そう確証した私は見つかることに恐れつつも好奇心に負けて、少しだけ近づいて様子を見ることにした。パーカーのフードをぐっと被り、大きな柱に姿を隠して様子を見る。やっていることはかなりの不審者だが、平日の夜のショッピングモールは意外と人が少ないものである。
彼はなにも考えていないのか、ぼーっと目の前の服を流し見していくだけで手に取ることはない。
というか、私は一体何をしているのだろうと我に返る。彼にバレたくないのならさっさと帰ればいいものを、柱に隠れて買い物をしている彼をみている。まるでストーカーじゃないか。

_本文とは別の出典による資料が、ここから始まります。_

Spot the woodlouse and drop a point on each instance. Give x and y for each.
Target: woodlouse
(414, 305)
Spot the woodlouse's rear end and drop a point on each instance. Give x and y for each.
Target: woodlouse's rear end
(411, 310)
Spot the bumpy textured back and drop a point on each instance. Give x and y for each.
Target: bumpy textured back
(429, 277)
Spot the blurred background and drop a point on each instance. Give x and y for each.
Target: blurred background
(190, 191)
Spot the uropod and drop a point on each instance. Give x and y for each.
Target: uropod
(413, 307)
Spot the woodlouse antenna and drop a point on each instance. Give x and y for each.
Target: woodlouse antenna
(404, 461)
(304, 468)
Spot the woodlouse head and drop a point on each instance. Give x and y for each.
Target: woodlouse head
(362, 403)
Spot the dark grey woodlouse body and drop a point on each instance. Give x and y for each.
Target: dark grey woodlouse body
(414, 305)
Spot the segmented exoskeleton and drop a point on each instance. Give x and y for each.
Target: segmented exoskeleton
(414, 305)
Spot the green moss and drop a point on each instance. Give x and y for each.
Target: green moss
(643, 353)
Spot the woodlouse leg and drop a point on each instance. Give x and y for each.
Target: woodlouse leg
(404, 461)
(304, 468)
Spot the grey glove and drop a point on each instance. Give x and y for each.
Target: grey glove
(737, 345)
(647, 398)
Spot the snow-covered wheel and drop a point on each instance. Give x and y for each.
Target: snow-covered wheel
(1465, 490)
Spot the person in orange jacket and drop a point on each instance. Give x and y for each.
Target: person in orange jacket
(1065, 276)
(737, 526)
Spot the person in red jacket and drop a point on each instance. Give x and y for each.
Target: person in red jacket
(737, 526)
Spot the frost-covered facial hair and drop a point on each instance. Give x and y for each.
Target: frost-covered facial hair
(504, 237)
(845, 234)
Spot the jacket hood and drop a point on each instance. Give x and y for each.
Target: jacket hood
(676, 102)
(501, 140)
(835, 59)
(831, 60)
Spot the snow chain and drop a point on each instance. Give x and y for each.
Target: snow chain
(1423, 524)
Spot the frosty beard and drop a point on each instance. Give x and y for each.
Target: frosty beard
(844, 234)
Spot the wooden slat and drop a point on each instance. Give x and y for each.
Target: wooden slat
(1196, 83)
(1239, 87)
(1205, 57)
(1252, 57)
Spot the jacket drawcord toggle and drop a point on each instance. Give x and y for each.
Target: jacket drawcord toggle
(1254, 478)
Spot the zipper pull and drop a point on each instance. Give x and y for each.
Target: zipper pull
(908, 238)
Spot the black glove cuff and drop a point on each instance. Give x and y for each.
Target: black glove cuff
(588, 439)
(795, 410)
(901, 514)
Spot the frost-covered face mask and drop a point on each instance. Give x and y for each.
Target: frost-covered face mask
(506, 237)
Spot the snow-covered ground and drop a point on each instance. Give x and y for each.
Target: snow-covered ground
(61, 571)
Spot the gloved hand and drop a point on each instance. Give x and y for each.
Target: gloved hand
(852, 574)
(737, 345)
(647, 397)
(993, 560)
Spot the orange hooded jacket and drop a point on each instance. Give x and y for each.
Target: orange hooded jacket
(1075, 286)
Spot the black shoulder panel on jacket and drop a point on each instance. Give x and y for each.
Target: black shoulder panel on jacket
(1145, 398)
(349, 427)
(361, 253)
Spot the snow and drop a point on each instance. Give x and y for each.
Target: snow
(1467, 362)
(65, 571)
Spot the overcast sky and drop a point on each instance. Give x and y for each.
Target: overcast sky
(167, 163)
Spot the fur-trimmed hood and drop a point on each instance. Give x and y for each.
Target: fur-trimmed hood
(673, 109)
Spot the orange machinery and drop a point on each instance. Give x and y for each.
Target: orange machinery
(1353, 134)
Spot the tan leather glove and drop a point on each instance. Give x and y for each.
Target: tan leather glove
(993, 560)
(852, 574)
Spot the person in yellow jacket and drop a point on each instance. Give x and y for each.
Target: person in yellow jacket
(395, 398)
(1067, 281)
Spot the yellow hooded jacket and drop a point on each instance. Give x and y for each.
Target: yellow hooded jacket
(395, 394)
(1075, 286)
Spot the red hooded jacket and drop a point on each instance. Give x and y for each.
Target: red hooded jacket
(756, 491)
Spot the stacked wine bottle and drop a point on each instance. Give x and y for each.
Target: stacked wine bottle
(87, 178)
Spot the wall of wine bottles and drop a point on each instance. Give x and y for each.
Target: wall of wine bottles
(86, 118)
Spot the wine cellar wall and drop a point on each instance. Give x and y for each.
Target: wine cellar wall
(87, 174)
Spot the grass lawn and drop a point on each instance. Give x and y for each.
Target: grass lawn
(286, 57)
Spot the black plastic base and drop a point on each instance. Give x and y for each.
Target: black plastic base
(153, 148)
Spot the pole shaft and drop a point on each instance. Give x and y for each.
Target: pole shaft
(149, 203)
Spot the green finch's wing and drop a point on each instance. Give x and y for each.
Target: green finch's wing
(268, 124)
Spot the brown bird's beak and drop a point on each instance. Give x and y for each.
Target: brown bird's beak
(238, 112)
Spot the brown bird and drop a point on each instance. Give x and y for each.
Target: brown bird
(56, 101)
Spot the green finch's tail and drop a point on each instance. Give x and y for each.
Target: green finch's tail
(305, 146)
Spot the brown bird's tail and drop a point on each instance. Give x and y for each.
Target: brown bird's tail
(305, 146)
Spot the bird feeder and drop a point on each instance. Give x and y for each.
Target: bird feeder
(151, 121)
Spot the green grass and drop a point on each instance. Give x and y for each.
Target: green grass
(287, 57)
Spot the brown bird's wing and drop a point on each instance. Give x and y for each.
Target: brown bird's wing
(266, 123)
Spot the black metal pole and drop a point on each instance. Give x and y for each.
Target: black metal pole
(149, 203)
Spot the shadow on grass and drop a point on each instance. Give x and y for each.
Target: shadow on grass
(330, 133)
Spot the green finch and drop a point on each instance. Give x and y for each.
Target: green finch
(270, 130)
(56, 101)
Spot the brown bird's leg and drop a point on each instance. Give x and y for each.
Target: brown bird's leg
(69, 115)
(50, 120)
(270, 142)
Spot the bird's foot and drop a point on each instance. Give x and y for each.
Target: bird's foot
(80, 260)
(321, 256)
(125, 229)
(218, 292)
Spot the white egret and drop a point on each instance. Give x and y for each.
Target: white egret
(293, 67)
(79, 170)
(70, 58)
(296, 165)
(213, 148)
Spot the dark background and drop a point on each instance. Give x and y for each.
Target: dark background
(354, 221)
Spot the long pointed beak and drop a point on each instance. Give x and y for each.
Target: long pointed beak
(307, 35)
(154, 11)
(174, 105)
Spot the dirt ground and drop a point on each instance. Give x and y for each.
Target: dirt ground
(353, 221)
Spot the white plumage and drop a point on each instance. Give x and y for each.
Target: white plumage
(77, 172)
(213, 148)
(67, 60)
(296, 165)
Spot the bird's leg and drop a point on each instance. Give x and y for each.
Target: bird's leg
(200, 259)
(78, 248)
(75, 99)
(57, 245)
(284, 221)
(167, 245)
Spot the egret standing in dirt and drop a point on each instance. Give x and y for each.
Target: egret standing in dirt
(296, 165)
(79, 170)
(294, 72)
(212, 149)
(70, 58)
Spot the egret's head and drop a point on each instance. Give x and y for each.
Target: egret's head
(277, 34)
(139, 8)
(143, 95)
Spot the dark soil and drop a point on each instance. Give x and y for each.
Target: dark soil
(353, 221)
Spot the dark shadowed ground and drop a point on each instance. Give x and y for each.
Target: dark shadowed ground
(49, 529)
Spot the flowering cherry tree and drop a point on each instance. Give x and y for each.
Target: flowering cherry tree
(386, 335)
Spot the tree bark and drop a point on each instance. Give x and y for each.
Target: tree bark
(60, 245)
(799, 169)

そうこうしている間に、静さんはスルスルと移動していく。まるでウィンドウショッピングをしに来ているみたいだ。そもそも、普段の私服からわかる通り、静さんのようなパンクを齧ったファッションはこの店にはないだろう。
あ、めっちゃカラフルなゾーン入ってる。
…真っ赤なパーカー着る静さんとか、想像しただけで面白いな。
顔に出ないように鼻で笑ってから、もう一度静さんに視点を戻すと、何かお気に召したのか黒い服をとっている。生憎目が悪いもので詳しくはわからないが、インナーのようなTシャツのような少し薄手の黒い服だということはわかった。
モノトーンしか着ないもんね、静さん
知ったかぶりの知識を脳内で披露して、レジに向かう静さんを見送る。このときの私は静さんがどのようなものを買ったのか詳しく知らなかった。翌日、その服を着ている静さんを見て、横転してしまいそうな気持ちになるなんて予想もしていなかっただろう。
プティフールは水曜日が定休日。そんなことは誰もがわかっているだろう。そんな中、芽衣ちゃんからの声かけによって和樹、唐沢くん、静さん、私の4人が集められた。どうやら試作品のパフェを作るらしく、味見にも丁度いいであろう14時頃に皆で集合することになっていた。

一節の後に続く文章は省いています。